My mainly concern when I apply here was how large the university was – it is a very big campus – how will I walk here and how to go to classes and how to do other things — how will the mobility work?

In Brazil I have not walked alone. It is hard because the sidewalks are not repaired. Our subway system is not prepared for people with disabilities. Every time I walk there I was either with my mom or my dad or anyone from my family or with some friends. So, I needed to learn again how to use a cane and get new instruction and how to actually live alone.

When I came here, it was an issue for the first time, I’m not going to lie. But I found out you had a service, paratransit, which is really helpful to bring from one class to other because as I told you it is a large campus. But it’s still having this mobility instruction was really, really helpful.

One really useful point would be to give some sort of mobility instruction for a student when he or she comes to the university. Having someone walking with the student through the buildings.
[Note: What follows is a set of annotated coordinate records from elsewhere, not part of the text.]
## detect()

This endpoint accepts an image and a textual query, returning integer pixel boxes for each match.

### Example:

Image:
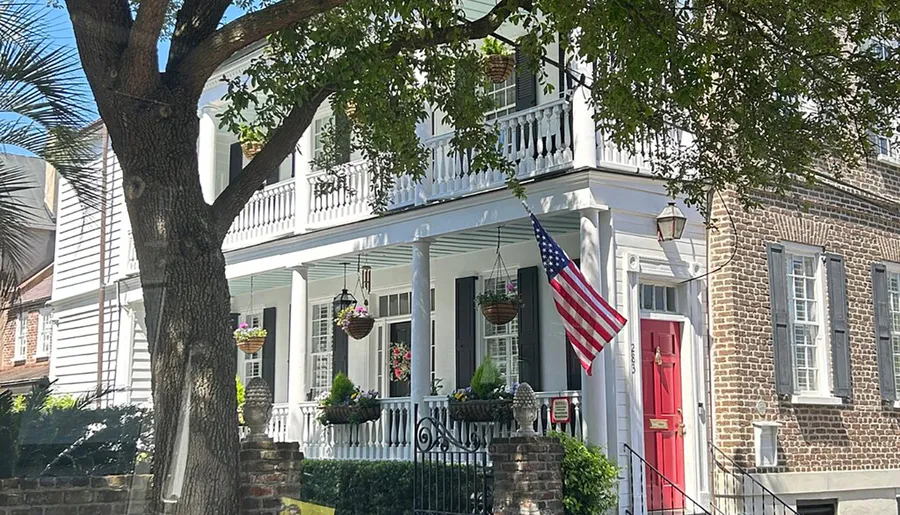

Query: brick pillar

[241,441,303,515]
[490,436,564,515]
For example, I just figured out you have braille on door numbers, for example room 508, I just found out a couple months ago because someone told me.

Going with the student to particular building and going with the student to the building where he or she will have classes and here is the door of the building so that is the way that you are going to do it. That will take one or at most two days and it would make all the difference.

When I had that meeting with you and you told me how things worked with students with disabilities and what kind of services you had and that you had students with disabilities before and you had a lot of them right now.

And another thing that was impressive with me was meeting with the advisor of the computer science department. “How will a blind guy will make this? How are you going to work with programming and work with graphs and all those things?” And the guy we speaking with, the advisor in the computer science department, he’s like “I don’t understand your concern.” That’s kind of secure feeling that he passed to us, that was really impressive. My dad was like “They know how to do this.” And I felt that too.

If in Brazil you ask how am I going to work in programming everybody is like “I have absolutely no idea.” Here they were like “do it”. That was same day I had meeting with you. That was the day I decided I’m coming here.

The experience of roommate. I came to a new country to live alone with someone I have never met before. And I had no idea how the person would be. If they would be nice? If they would be bad? Would they have a very different culture than me? Would they not be open minded about how to live with someone that is blind? That was the biggest challenge and the best part.  

The part that I needed to change myself, my personality, my way of life, how I am, in order to live in a new community that I didn’t know. It is hard but it is possible. That’s the main part. It’s possible. In the end it is possible.